As a shallow, saline lake with no outlet, Mono Lake has an interesting ecosystem. Thanks to the tiny brine shrimp that live in its waters, the lake is a major stop for hundreds of thousands of migratory birds that pass through. Like the video we watched of Death Valley, the one shown at the visitor center was equally as fascinating. It is even available on YouTube, if you’re interested. Once that was concluded, we headed out behind the visitor center and took a short walk on the trails.

There is a park down the road, close to the highway, from which you can embark on a short stroll to see some of the Mono Lake tufa. Created by mineral rich underwater springs that react with the lake water, the rocks are essentially limestone that precipitated and fused together into these towers over a period of time. As the lake level has risen and fallen through the years, some tufa are now stranded above the water line. These interesting formations are not unique to Mono Lake, but the examples here are excellent.

There are a few great areas to see the Mono Lake tufa, including the South Tufa Area, which is off the main highway a bit. We settled for a walk amid the towers at Mono Lake Park.

Finishing the drive through the Sierras

Our next pit stop was in Bridgeport where I got a cup of java at the 1881 Coffee Cafe. It’s a cute little place. From there we pressed onward along Highway 395, until departing to head sharply upward into Alpine County and the Sierra Nevada Mountains. We got our final view of Nevada. At least until we reached South Lake Tahoe.

Highway 395 from Lone Pine nearly all the way to Topaz Lake is now one of my favorite drives in this lovely state in which we live. It tops the list alongside the local 100-mile loop through the Lost Coast.

 

4 Comments

  1. This year the drive across Tioga Pass from Lee Vining to Yosemite Valley will be exquisite. If the snow ever stops, they will open the pass when they are able to clear the roads. The first week will be spectacular as you will be driving through snow banks that almost appear as caves.

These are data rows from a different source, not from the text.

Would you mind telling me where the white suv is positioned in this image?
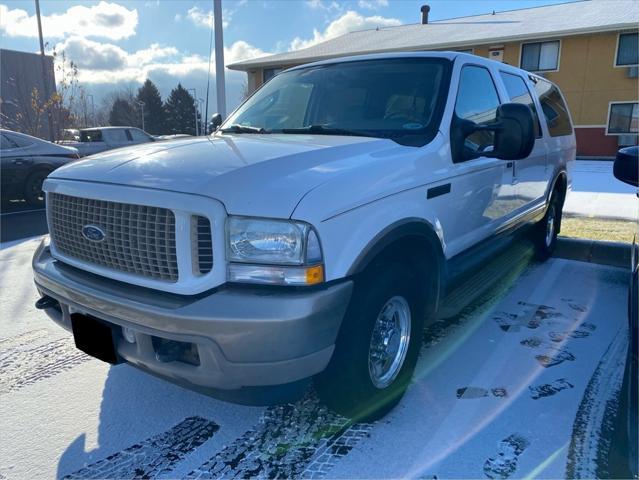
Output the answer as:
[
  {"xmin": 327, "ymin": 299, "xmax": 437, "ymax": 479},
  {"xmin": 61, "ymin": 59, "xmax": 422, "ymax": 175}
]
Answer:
[{"xmin": 33, "ymin": 52, "xmax": 575, "ymax": 419}]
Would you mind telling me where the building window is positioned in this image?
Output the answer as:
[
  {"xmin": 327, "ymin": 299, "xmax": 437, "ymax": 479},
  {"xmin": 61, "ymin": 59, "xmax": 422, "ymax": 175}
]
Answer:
[
  {"xmin": 262, "ymin": 68, "xmax": 283, "ymax": 83},
  {"xmin": 499, "ymin": 72, "xmax": 541, "ymax": 138},
  {"xmin": 615, "ymin": 33, "xmax": 639, "ymax": 67},
  {"xmin": 520, "ymin": 40, "xmax": 559, "ymax": 72},
  {"xmin": 454, "ymin": 65, "xmax": 499, "ymax": 162},
  {"xmin": 608, "ymin": 103, "xmax": 639, "ymax": 135}
]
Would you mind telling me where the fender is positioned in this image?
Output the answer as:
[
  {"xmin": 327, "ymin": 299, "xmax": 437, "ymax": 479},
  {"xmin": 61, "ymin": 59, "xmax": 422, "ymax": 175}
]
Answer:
[{"xmin": 348, "ymin": 217, "xmax": 447, "ymax": 309}]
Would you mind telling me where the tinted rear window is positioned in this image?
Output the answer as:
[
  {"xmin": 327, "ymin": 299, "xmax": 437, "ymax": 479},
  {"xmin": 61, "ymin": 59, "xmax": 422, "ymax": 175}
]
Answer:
[
  {"xmin": 500, "ymin": 72, "xmax": 541, "ymax": 138},
  {"xmin": 535, "ymin": 78, "xmax": 572, "ymax": 137}
]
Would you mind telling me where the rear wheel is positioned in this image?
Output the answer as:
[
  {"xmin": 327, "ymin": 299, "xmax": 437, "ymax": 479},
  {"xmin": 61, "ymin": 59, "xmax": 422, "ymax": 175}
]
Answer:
[
  {"xmin": 315, "ymin": 264, "xmax": 425, "ymax": 421},
  {"xmin": 24, "ymin": 170, "xmax": 50, "ymax": 207},
  {"xmin": 533, "ymin": 191, "xmax": 562, "ymax": 261}
]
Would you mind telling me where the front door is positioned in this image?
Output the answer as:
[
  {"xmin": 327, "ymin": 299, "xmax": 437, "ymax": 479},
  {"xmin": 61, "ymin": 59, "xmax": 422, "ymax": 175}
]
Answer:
[
  {"xmin": 449, "ymin": 65, "xmax": 517, "ymax": 254},
  {"xmin": 500, "ymin": 71, "xmax": 548, "ymax": 211}
]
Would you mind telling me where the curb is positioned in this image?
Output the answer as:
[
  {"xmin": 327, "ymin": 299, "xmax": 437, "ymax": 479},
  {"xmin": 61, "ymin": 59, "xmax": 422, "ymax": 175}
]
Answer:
[{"xmin": 553, "ymin": 237, "xmax": 632, "ymax": 268}]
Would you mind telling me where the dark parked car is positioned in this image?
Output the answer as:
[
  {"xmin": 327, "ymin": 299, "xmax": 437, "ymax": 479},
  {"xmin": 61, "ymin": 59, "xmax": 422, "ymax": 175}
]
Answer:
[
  {"xmin": 0, "ymin": 130, "xmax": 80, "ymax": 206},
  {"xmin": 610, "ymin": 146, "xmax": 639, "ymax": 478}
]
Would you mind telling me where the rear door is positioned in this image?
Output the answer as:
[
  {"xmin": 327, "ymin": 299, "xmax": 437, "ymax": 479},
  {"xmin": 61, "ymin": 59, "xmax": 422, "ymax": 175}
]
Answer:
[
  {"xmin": 499, "ymin": 70, "xmax": 548, "ymax": 211},
  {"xmin": 531, "ymin": 76, "xmax": 576, "ymax": 188},
  {"xmin": 102, "ymin": 128, "xmax": 132, "ymax": 148}
]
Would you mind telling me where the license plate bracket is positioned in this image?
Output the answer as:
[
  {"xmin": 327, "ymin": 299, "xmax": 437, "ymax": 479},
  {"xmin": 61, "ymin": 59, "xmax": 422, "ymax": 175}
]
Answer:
[{"xmin": 71, "ymin": 313, "xmax": 118, "ymax": 364}]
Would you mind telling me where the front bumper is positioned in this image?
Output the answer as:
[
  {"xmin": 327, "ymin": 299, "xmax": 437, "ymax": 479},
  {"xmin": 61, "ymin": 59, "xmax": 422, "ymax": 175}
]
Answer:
[{"xmin": 33, "ymin": 240, "xmax": 353, "ymax": 390}]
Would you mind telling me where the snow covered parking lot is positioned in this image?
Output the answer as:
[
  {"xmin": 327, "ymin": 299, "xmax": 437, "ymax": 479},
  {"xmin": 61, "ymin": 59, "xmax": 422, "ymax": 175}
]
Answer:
[{"xmin": 0, "ymin": 235, "xmax": 627, "ymax": 479}]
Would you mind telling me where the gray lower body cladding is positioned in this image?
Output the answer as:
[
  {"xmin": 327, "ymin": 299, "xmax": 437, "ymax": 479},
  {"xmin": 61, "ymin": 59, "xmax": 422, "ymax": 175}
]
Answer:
[{"xmin": 33, "ymin": 242, "xmax": 353, "ymax": 390}]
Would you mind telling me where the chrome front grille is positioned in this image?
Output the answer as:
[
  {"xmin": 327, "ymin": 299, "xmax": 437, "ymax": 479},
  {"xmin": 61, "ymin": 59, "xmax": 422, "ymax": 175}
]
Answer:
[
  {"xmin": 191, "ymin": 216, "xmax": 213, "ymax": 275},
  {"xmin": 47, "ymin": 193, "xmax": 178, "ymax": 282}
]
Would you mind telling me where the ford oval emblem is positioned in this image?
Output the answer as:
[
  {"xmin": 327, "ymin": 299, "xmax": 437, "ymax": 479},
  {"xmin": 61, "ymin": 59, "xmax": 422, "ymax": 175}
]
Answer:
[{"xmin": 82, "ymin": 225, "xmax": 106, "ymax": 242}]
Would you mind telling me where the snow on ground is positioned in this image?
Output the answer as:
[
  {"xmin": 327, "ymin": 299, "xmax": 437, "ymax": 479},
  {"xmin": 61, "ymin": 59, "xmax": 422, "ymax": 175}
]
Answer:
[
  {"xmin": 0, "ymin": 240, "xmax": 627, "ymax": 479},
  {"xmin": 564, "ymin": 160, "xmax": 639, "ymax": 222}
]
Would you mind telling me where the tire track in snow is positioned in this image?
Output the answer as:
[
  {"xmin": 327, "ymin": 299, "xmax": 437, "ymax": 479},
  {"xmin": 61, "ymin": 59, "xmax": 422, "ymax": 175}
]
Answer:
[
  {"xmin": 64, "ymin": 417, "xmax": 220, "ymax": 480},
  {"xmin": 187, "ymin": 393, "xmax": 372, "ymax": 478},
  {"xmin": 565, "ymin": 327, "xmax": 628, "ymax": 478},
  {"xmin": 484, "ymin": 433, "xmax": 530, "ymax": 478},
  {"xmin": 0, "ymin": 338, "xmax": 92, "ymax": 395}
]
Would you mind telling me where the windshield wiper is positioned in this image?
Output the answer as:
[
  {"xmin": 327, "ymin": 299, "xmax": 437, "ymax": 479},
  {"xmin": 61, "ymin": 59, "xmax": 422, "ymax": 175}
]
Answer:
[
  {"xmin": 278, "ymin": 125, "xmax": 376, "ymax": 137},
  {"xmin": 220, "ymin": 123, "xmax": 271, "ymax": 133}
]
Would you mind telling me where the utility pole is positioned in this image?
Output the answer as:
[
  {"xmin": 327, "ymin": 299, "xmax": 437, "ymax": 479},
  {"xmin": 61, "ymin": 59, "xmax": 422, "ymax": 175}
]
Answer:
[
  {"xmin": 213, "ymin": 0, "xmax": 226, "ymax": 119},
  {"xmin": 35, "ymin": 0, "xmax": 55, "ymax": 142},
  {"xmin": 87, "ymin": 94, "xmax": 97, "ymax": 127},
  {"xmin": 204, "ymin": 3, "xmax": 213, "ymax": 135},
  {"xmin": 189, "ymin": 88, "xmax": 200, "ymax": 137}
]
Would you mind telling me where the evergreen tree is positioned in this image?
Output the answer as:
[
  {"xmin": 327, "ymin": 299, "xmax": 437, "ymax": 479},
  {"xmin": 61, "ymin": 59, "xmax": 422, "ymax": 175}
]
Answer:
[
  {"xmin": 136, "ymin": 78, "xmax": 165, "ymax": 135},
  {"xmin": 109, "ymin": 98, "xmax": 140, "ymax": 127},
  {"xmin": 164, "ymin": 83, "xmax": 195, "ymax": 135}
]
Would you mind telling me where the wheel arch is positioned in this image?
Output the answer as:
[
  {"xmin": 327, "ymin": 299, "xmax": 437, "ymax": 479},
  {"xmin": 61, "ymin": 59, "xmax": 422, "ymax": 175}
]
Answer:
[
  {"xmin": 546, "ymin": 170, "xmax": 568, "ymax": 233},
  {"xmin": 348, "ymin": 218, "xmax": 446, "ymax": 316}
]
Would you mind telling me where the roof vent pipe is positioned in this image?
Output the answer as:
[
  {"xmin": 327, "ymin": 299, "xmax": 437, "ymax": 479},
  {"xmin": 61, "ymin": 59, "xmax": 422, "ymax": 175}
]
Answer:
[{"xmin": 420, "ymin": 5, "xmax": 430, "ymax": 25}]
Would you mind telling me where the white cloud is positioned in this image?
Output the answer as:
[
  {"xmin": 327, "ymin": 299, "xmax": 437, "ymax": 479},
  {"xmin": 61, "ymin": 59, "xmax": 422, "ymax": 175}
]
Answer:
[
  {"xmin": 306, "ymin": 0, "xmax": 342, "ymax": 11},
  {"xmin": 290, "ymin": 10, "xmax": 402, "ymax": 50},
  {"xmin": 357, "ymin": 0, "xmax": 388, "ymax": 10},
  {"xmin": 0, "ymin": 1, "xmax": 138, "ymax": 40},
  {"xmin": 186, "ymin": 3, "xmax": 236, "ymax": 28}
]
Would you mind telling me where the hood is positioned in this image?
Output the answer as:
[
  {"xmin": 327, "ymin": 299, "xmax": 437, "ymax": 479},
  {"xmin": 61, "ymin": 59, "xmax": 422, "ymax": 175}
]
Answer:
[{"xmin": 50, "ymin": 134, "xmax": 410, "ymax": 218}]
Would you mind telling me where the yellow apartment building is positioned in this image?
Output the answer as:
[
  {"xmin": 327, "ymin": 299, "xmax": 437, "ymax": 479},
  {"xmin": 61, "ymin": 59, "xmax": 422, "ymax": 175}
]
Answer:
[{"xmin": 228, "ymin": 0, "xmax": 639, "ymax": 157}]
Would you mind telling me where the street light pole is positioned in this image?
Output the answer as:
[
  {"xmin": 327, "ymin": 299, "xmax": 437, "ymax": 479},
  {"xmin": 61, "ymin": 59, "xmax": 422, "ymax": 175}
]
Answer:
[
  {"xmin": 213, "ymin": 0, "xmax": 226, "ymax": 118},
  {"xmin": 35, "ymin": 0, "xmax": 55, "ymax": 142},
  {"xmin": 135, "ymin": 100, "xmax": 146, "ymax": 131},
  {"xmin": 188, "ymin": 88, "xmax": 200, "ymax": 137}
]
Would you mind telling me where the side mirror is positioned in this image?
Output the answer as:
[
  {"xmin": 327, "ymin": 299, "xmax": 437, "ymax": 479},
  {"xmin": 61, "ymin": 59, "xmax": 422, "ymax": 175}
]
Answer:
[
  {"xmin": 490, "ymin": 103, "xmax": 535, "ymax": 160},
  {"xmin": 210, "ymin": 113, "xmax": 222, "ymax": 132},
  {"xmin": 613, "ymin": 146, "xmax": 639, "ymax": 187},
  {"xmin": 451, "ymin": 103, "xmax": 535, "ymax": 161}
]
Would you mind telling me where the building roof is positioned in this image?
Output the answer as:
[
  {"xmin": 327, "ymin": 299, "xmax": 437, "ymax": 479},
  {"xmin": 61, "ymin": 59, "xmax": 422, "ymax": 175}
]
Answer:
[{"xmin": 228, "ymin": 0, "xmax": 639, "ymax": 70}]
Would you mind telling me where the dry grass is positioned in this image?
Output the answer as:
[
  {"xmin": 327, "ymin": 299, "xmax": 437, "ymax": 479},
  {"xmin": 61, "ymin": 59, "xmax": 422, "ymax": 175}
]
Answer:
[{"xmin": 561, "ymin": 217, "xmax": 639, "ymax": 243}]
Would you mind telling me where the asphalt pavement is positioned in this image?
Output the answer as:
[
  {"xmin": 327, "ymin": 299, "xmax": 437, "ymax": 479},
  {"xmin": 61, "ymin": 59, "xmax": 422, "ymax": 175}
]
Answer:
[{"xmin": 0, "ymin": 239, "xmax": 628, "ymax": 479}]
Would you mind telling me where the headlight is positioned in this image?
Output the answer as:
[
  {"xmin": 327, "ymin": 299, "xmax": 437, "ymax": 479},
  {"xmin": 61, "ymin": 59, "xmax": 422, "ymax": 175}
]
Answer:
[{"xmin": 227, "ymin": 217, "xmax": 324, "ymax": 285}]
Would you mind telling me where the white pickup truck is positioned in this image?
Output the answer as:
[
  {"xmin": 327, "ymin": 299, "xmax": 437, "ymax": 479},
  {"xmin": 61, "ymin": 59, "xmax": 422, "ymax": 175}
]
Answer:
[
  {"xmin": 67, "ymin": 127, "xmax": 155, "ymax": 157},
  {"xmin": 33, "ymin": 52, "xmax": 575, "ymax": 419}
]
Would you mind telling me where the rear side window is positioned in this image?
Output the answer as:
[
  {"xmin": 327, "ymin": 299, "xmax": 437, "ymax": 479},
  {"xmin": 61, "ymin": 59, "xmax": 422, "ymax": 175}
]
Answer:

    In the valley below, the ample snowfall will create lots of gushing waterfalls, some only seen when we’ve had lots of precipitation.

    • pointsmileslife

      May 18, 2019 at 8:05 PM

      I have thought about visiting Yosemite soon this year. Would be amazing to fit it in! I’ve not ever driven that pass through the Sierras, so thanks for the great suggestion!

  2. Hi, new to your blog. Found you thru Miles For Family.

    My husband and I did this drive on the way to our yearly fishing trip to Mammoth (fishing for trout at June Lake), but have yet to go back after we had our kiddo.

    I think I have the same picture from the side of the road, the view is so beautiful.

    • pointsmileslife

      May 31, 2019 at 4:12 PM

      Thanks for visiting, Lea! The views definitely are amazing. I’m hoping to go back to Mono Lake and the Mammoth area during summer or fall, but probably not this year.